Importantly, Google can remotely install / remove applications on / from any Android device. This ought to be very helpful when it comes to neutralizing malware on phones which are already infected. However, the incident with Trojans on Android Market has demonstrated several weaknesses in the system.

Firstly, once they got administrator privileges, Trojans made themselves at home on the smartphones and could only be removed by an application that had the same administrator privileges.

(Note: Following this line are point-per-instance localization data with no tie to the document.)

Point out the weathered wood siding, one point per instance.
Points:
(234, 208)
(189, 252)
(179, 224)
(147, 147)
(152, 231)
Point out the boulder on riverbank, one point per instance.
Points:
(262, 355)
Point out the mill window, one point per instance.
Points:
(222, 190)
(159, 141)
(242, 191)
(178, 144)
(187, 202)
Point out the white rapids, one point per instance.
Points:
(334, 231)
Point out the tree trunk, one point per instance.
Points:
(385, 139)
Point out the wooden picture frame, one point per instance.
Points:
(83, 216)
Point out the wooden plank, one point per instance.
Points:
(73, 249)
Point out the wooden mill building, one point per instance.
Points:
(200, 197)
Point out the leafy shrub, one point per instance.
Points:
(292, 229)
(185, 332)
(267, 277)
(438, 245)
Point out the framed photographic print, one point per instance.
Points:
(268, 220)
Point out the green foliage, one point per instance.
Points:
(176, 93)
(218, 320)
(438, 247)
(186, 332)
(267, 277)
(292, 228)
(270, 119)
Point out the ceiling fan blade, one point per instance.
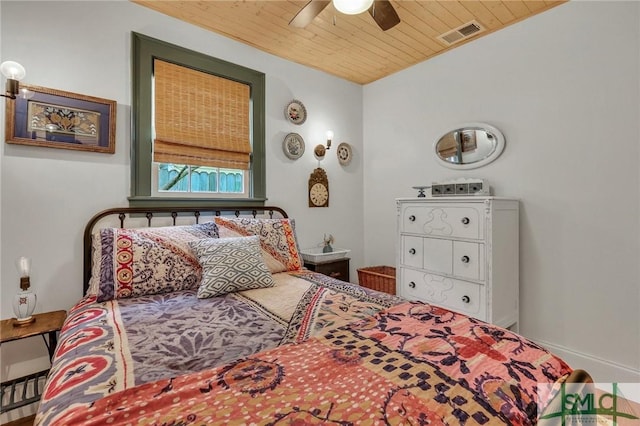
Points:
(308, 12)
(384, 14)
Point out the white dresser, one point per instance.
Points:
(460, 253)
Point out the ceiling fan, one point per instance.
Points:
(381, 10)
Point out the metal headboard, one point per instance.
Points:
(124, 213)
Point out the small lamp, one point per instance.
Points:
(320, 150)
(24, 302)
(14, 72)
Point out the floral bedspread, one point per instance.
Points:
(409, 364)
(115, 345)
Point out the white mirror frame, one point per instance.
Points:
(500, 143)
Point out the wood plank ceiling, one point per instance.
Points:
(352, 47)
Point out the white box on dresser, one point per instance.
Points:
(461, 253)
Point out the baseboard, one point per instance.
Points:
(601, 370)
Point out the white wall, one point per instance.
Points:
(49, 194)
(563, 87)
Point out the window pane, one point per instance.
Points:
(173, 177)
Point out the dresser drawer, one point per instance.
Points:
(468, 260)
(443, 220)
(412, 249)
(457, 295)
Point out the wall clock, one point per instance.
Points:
(295, 112)
(293, 146)
(344, 153)
(318, 188)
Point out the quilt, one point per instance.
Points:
(107, 347)
(409, 363)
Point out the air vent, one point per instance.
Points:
(463, 32)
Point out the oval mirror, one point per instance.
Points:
(469, 146)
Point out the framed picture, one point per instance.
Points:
(57, 119)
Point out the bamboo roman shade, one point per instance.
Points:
(200, 119)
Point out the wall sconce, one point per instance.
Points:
(320, 150)
(14, 72)
(24, 302)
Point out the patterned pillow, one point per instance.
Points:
(230, 265)
(277, 240)
(137, 262)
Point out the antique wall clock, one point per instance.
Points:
(318, 188)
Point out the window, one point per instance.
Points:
(228, 165)
(183, 179)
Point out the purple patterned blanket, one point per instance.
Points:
(115, 345)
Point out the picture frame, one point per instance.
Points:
(58, 119)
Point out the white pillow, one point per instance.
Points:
(230, 265)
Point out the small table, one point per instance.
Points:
(47, 323)
(338, 268)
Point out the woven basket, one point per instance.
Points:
(380, 278)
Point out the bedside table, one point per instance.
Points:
(47, 323)
(338, 268)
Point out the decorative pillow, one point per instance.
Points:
(137, 262)
(277, 240)
(230, 265)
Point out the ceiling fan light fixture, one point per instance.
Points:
(352, 7)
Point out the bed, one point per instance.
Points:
(216, 321)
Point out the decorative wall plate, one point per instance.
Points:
(293, 146)
(344, 153)
(295, 112)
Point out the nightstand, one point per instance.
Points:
(47, 323)
(338, 268)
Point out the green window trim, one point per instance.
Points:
(144, 50)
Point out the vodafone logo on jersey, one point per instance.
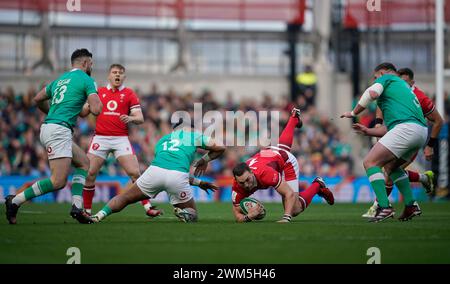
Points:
(95, 146)
(112, 105)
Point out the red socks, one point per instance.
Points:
(307, 195)
(88, 196)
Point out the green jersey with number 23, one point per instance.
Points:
(67, 95)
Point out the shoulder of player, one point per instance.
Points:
(103, 89)
(419, 93)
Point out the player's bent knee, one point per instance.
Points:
(188, 215)
(134, 176)
(58, 182)
(368, 163)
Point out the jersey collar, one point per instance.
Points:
(109, 87)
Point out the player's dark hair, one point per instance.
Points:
(386, 66)
(406, 71)
(79, 53)
(118, 66)
(240, 169)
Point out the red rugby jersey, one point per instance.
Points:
(425, 102)
(115, 103)
(268, 166)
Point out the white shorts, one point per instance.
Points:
(291, 170)
(175, 183)
(57, 140)
(101, 146)
(404, 140)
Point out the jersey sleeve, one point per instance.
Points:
(134, 101)
(383, 80)
(270, 177)
(236, 194)
(425, 102)
(48, 89)
(201, 140)
(91, 86)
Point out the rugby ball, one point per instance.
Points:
(248, 203)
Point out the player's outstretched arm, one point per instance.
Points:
(41, 100)
(95, 104)
(214, 151)
(372, 93)
(203, 184)
(242, 218)
(373, 132)
(85, 110)
(435, 118)
(135, 117)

Google had to release a dedicated program that had such privileges in order to remove these Trojans from infected devices.

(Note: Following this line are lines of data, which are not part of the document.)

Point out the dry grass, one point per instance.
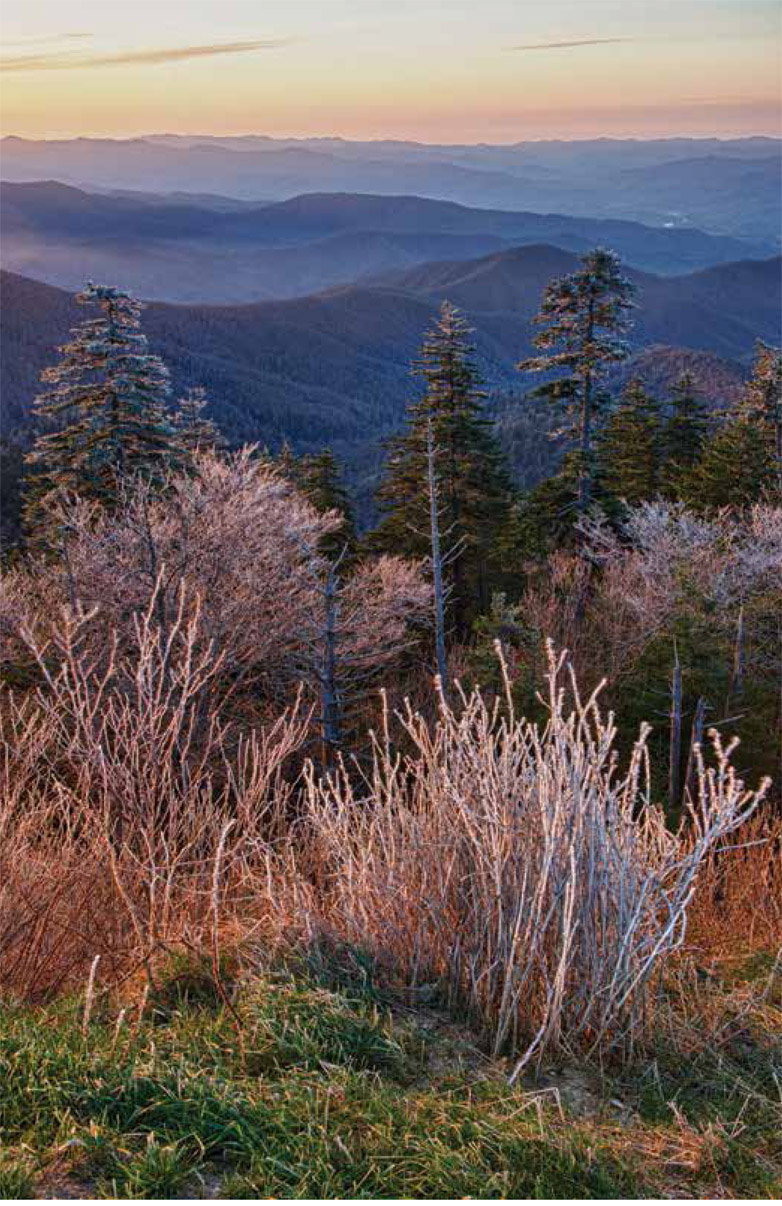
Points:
(511, 872)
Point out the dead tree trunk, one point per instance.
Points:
(675, 750)
(437, 563)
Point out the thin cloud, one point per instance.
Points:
(45, 39)
(150, 58)
(567, 46)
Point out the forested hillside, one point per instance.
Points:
(333, 368)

Secondly, as cybercriminals further develop mobile malware, they may implement technologies that allow Trojans to disable this remote administration mechanism, a process similar to disabling the Windows Update functionality on PCs.

Thirdly, the current system involves removing Trojans from infected phones, but not the prevention of infections. However, if a Trojan is used by attackers to steal money or important data, its removal will not undo the damage.

Overall, the situation with the Android OS is becoming similar to the current situation with Windows:

Since 2007, the number of new antivirus database records for mobile malware has virtually doubled every year.

namest_q1threat_2011_pic01_all.png
The number of new mobile malware signatures added to antivirus databases

Based on our statistics for the first quarter of this year, it can be safely predicted that the number of malicious programs for mobile devices detected in 2011 will be more than double that of 2010.

The situation with mobile malware is particularly disturbing because large amounts of important data are already stored on mobile devices and smartphones are likely to be widely adopted as mobile wallets in the near future. In addition, since employees are increasingly using their personal mobile devices for work-related purposes, so-called consumerization, data leaks from individual smartphones are turning into a real headache for their employers.